Андрей Петрович словно проснулся и решил всерьёз взяться за работу, но, к ужасу, понял, что ему не хватает многих знаний. Стал пересматривать свои юношеские работы, чтобы убедиться в задатках своего таланта. Да, талант был. И тут он наткнулся на портрет старика, купленный когда-то на Щукином дворе, и решил возложить вину на этот холст.

Злоба и зависть сковали всё существо Чарткова, особенно когда он видел проявление чьего-то таланта. Он скупал картины, а дома уничтожал их и дико смеялся. Эта ненависть вскоре погубила его самого. Он сошёл с ума, заболел и умер.

Сюжет часть 2

Идёт аукционная продажа предметов искусства. Среди прочего покупатели сражались за картину, где был изображён азиат с выразительными глазами. Цена на картину взлетела очень высоко. Тут вызвался один покупатель считающий, что у него на эту картину больше всех прав. Это был художник Б. В подтверждение своих слов он рассказал целую историю.

В Петербурге есть часть города, которая называется Коломна, населена преимущественно бедняками. Там и жил один ростовщик, непонятной национальности, одетый в азиатский наряд. Он таким образом вёл своё дело, что давая деньги в долг, получал обратно большие проценты. Но главное, что ссуда, взятая у азиата, обязательно приносила несчастья, и тому было множество подтверждений. Люди стали говорить, что ростовщик дружит с нечистой силой.

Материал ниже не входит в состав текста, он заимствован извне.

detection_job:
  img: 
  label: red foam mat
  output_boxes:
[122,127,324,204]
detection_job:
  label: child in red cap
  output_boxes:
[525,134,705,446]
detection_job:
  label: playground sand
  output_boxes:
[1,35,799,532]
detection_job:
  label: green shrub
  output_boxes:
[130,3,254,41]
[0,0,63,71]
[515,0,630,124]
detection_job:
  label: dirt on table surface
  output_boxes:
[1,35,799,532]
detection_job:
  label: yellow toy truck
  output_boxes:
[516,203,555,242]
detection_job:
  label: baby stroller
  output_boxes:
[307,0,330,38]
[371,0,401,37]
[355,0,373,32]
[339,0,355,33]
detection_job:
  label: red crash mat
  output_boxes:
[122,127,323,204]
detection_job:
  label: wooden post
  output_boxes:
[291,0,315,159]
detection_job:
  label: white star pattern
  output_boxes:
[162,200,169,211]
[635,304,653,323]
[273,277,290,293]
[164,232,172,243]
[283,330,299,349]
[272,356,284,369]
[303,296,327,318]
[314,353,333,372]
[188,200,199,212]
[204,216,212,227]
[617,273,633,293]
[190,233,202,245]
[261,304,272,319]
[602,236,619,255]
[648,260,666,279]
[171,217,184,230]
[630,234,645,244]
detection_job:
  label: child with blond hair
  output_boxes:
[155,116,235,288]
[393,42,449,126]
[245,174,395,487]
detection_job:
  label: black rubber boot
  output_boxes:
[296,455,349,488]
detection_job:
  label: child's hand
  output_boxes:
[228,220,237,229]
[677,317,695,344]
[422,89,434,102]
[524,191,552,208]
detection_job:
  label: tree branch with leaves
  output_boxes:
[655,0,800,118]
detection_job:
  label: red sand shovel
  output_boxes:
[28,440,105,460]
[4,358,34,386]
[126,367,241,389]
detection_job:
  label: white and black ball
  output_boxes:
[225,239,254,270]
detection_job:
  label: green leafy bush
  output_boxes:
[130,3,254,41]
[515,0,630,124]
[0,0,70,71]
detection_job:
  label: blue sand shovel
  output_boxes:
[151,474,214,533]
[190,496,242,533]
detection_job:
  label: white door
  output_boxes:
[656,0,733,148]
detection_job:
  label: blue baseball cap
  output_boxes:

Его отец, художник-самоучка рисовал картину, на которой хотел изобразить духа тьмы. Ростовщик очень подходил под образ дьявола, и он как раз сам пришёл просить нарисовать свой портрет, хотел запечатлеть себя перед смертью. Условие азиата было изобразить его как можно реалистичнее.

Мастер с воодушевлением взялся за работу, особое внимание уделяя глазам. Парадокс заключался в том, чем реалистичнее было изображение на холсте, тем больше желал мастер прекратить работу. Религиозный мужчина решил остановиться.

Но ростовщик стал буквально умолять закончить его портрет, ведь от этого зависела его жизнь после смерти. В ближайшую ночь азиат умирает, а служанка приносит к портретисту незаконченную работу. После этого в отце стали происходить какие-то изменения. Появилось чувство зависти к своему ученику.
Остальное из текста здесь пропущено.